Given the length in characters or bytes of some array array()
, is there any way to know what the compressed length/size of the result will be?
给定一些数组array()的字符或字节长度,有没有办法知道结果的压缩长度/大小是多少?
An example code is below.
下面是一个示例代码。
Dim c() As Byte
Using memory As System.IO.MemoryStream = New System.IO.MemoryStream()
Using gzip As System.IO.Compression.GZipStream = New System.IO.Compression.GZipStream(memory, System.IO.Compression.CompressionMode.Compress, True)
gzip.Write(array, 0, array.Length)
End Using
c = memory.ToArray()
End Using
I can run tests for example types of data (I happen to be working with all ASCII characters, a simple XML, so I am getting around 9:1 compression), but is there any way to know the compression ratio before compressing and querying?
我可以运行测试例如数据类型(我碰巧使用所有ASCII字符,一个简单的XML,所以我得到了大约9:1的压缩),但有没有办法在压缩和查询之前知道压缩率?
My specific use case is a variable amount of input data in array()
, compressed and sent via webservice, to an API that limits the size of the call. I will be able to loop through and send multiple calls, if my compressed data is too long for a single call (will probably happen about once every 10 calls), but I don't know how to tell what is too big.
我的具体用例是array()中的可变数量的输入数据,通过webservice压缩和发送到限制调用大小的API。如果我的压缩数据对于一次调用来说太长了(可能每10次调用一次就会发生),我将能够循环并发送多个调用,但我不知道如何判断什么是太大。
I could simply make a conservative guess (maybe, I know compression will be at least 1.5:1, and so don't create an array()
that would make a 1.5:1 compressed string bigger than this API allows), but I would prefer to be a bit more precise. This webservice also limits the number of calls/day, so just sending 100 calls/day is not ideal.
我可以简单地做一个保守的猜测(也许,我知道压缩将至少为1.5:1,所以不要创建一个数组(),它会使1.5:1的压缩字符串比这个API允许的大),但我会更喜欢更精确一点。这个网络服务也限制了每天的通话次数,因此每天发送100个电话并不理想。
1 个解决方案
#1
3
The only way to know for certain what the size will be is to actually run through the compression algorithm. If you want to do that without allocating space for the output bytes, you could make a null Stream
implementation as the target for compression, so that the results of compression are simply thrown out, but the number of bytes is counted.
确定大小的唯一方法是实际运行压缩算法。如果你想在不为输出字节分配空间的情况下这样做,你可以将一个空的Stream实现作为压缩目标,这样就可以简单地抛出压缩结果,但计算字节数。
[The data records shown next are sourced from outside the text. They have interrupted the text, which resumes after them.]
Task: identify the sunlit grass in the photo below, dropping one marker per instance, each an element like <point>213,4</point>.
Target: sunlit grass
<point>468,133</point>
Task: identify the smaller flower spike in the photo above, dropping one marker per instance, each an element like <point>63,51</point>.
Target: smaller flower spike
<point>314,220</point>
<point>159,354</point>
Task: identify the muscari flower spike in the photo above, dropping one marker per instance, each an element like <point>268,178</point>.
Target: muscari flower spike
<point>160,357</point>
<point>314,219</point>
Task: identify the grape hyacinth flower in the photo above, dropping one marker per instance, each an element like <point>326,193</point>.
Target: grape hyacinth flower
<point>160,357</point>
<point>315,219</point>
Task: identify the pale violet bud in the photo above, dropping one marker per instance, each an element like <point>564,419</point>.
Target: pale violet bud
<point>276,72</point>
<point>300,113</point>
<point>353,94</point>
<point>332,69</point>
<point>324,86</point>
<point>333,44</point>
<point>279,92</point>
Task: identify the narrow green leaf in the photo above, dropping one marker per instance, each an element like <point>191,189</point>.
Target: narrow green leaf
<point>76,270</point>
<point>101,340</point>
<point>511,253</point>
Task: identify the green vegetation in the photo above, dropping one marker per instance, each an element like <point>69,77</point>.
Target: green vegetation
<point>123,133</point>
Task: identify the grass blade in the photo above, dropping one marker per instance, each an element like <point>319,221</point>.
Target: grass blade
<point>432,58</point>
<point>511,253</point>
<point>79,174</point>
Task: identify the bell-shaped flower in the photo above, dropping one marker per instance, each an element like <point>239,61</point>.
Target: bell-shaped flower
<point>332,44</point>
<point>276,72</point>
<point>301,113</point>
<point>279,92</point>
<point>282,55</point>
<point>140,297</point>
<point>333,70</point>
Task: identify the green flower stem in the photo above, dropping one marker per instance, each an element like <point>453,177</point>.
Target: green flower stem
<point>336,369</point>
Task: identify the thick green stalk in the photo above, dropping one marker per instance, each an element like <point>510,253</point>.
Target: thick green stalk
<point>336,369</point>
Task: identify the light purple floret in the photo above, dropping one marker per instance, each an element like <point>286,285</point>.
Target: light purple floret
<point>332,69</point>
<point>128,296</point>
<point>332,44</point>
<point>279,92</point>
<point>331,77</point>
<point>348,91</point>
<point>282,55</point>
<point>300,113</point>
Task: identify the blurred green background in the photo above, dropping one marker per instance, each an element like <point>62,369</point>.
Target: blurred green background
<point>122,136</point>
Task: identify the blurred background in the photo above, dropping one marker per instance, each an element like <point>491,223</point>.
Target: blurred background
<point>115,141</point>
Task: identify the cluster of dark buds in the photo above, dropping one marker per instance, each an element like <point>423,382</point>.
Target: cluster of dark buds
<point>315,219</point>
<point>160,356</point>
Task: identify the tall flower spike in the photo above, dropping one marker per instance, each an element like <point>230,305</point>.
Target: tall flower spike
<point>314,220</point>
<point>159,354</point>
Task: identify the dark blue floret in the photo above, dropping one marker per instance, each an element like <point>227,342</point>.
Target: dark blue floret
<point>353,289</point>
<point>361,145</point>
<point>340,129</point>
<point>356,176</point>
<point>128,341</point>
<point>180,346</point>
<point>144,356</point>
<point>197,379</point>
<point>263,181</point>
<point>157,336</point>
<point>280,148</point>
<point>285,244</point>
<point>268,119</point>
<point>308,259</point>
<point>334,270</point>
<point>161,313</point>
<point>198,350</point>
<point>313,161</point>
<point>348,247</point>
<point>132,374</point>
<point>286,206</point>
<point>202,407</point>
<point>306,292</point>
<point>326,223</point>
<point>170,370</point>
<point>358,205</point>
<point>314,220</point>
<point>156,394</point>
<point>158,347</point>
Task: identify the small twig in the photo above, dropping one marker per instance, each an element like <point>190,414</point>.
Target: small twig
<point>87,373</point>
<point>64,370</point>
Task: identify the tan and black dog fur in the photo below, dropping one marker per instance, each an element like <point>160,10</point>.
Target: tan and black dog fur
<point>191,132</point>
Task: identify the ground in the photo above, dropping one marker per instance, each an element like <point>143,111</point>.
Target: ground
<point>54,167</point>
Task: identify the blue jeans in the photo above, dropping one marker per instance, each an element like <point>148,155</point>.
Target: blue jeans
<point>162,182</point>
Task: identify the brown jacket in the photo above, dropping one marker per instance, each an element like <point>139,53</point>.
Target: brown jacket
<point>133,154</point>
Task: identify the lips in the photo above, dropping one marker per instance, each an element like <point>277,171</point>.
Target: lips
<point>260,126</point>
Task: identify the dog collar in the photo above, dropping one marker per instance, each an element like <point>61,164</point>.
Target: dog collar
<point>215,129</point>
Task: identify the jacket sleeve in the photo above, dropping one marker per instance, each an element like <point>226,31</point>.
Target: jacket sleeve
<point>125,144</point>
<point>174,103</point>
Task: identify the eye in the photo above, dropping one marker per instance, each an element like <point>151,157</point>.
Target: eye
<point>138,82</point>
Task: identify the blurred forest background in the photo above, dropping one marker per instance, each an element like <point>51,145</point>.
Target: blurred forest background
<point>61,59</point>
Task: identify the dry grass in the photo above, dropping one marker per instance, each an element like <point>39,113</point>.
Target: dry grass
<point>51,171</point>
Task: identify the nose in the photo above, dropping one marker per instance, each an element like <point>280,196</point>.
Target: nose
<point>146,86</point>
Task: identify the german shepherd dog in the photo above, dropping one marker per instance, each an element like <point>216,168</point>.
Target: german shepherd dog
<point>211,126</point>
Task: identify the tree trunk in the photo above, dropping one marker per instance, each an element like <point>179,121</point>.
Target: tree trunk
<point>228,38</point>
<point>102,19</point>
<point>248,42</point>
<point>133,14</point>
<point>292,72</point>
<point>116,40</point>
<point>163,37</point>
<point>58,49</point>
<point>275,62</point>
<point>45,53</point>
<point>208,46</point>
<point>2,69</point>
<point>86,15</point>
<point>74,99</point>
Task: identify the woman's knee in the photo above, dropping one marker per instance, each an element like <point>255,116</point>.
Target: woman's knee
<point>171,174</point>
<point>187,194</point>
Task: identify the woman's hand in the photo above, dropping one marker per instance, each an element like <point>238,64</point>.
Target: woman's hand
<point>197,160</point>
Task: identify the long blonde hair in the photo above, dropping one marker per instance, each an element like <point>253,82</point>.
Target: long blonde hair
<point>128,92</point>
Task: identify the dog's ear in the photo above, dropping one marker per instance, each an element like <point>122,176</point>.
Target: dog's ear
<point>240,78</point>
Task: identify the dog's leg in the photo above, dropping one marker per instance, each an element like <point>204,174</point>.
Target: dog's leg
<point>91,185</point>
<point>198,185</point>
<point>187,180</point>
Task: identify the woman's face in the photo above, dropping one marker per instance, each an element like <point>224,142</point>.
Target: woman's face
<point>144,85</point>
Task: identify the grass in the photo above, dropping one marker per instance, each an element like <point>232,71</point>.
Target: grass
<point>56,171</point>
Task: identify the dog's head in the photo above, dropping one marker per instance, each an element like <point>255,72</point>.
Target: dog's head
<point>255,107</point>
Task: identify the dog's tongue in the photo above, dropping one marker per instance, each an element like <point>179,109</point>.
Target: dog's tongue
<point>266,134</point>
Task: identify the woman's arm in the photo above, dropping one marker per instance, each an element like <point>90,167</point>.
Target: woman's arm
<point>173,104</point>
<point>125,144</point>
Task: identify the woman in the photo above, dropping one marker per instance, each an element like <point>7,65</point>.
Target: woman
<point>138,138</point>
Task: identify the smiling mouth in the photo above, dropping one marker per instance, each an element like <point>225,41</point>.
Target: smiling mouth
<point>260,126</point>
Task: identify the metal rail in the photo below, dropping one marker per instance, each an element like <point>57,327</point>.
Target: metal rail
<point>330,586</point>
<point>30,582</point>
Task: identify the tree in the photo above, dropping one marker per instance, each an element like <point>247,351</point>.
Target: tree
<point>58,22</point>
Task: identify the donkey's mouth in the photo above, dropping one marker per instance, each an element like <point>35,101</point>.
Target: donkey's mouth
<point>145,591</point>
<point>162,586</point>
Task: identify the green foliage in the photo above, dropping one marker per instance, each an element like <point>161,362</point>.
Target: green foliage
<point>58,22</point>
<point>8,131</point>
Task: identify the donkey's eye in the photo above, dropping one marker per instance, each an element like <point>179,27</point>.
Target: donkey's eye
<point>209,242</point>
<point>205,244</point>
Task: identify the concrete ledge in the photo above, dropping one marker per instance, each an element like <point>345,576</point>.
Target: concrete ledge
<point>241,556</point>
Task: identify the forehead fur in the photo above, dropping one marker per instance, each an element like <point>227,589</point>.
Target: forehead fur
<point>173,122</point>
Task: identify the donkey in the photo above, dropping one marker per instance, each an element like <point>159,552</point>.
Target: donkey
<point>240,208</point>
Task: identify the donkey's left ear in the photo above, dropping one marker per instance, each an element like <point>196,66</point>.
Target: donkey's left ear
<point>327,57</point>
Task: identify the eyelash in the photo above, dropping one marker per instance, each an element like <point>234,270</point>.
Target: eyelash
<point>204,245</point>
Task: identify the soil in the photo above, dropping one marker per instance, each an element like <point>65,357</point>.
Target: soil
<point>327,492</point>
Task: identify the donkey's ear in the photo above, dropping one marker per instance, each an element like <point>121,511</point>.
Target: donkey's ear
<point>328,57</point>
The type of compression that an algorithm like GZip does can vary wildly in its efficiency based on the input. Compare the compressed size of a sequence repeating the same byte N times with the compressed size of N random bytes in a row, and you'll see what I mean. That said, if your data has a characteristic form, there might very well be a typical compression ratio that you could use to generate an approximate estimate.
像GZip这样的算法所做的压缩类型可以根据输入的效率而有很大差异。将重复相同字节N次的序列的压缩大小与一行中N个随机字节的压缩大小进行比较,您将看到我的意思。也就是说,如果您的数据具有特征形式,则可能会使用典型的压缩比来生成近似估计值。
#1
3
The only way to know for certain what the size will be is to actually run through the compression algorithm. If you want to do that without allocating space for the output bytes, you could make a null Stream
implementation as the target for compression, so that the results of compression are simply thrown out, but the number of bytes is counted.
确定大小的唯一方法是实际运行压缩算法。如果你想在不为输出字节分配空间的情况下这样做,你可以将一个空的Stream实现作为压缩目标,这样就可以简单地抛出压缩结果,但计算字节数。
The type of compression that an algorithm like GZip does can vary wildly in its efficiency based on the input. Compare the compressed size of a sequence repeating the same byte N times with the compressed size of N random bytes in a row, and you'll see what I mean. That said, if your data has a characteristic form, there might very well be a typical compression ratio that you could use to generate an approximate estimate.
像GZip这样的算法所做的压缩类型可以根据输入的效率而有很大差异。将重复相同字节N次的序列的压缩大小与一行中N个随机字节的压缩大小进行比较,您将看到我的意思。也就是说,如果您的数据具有特征形式,则可能会使用典型的压缩比来生成近似估计值。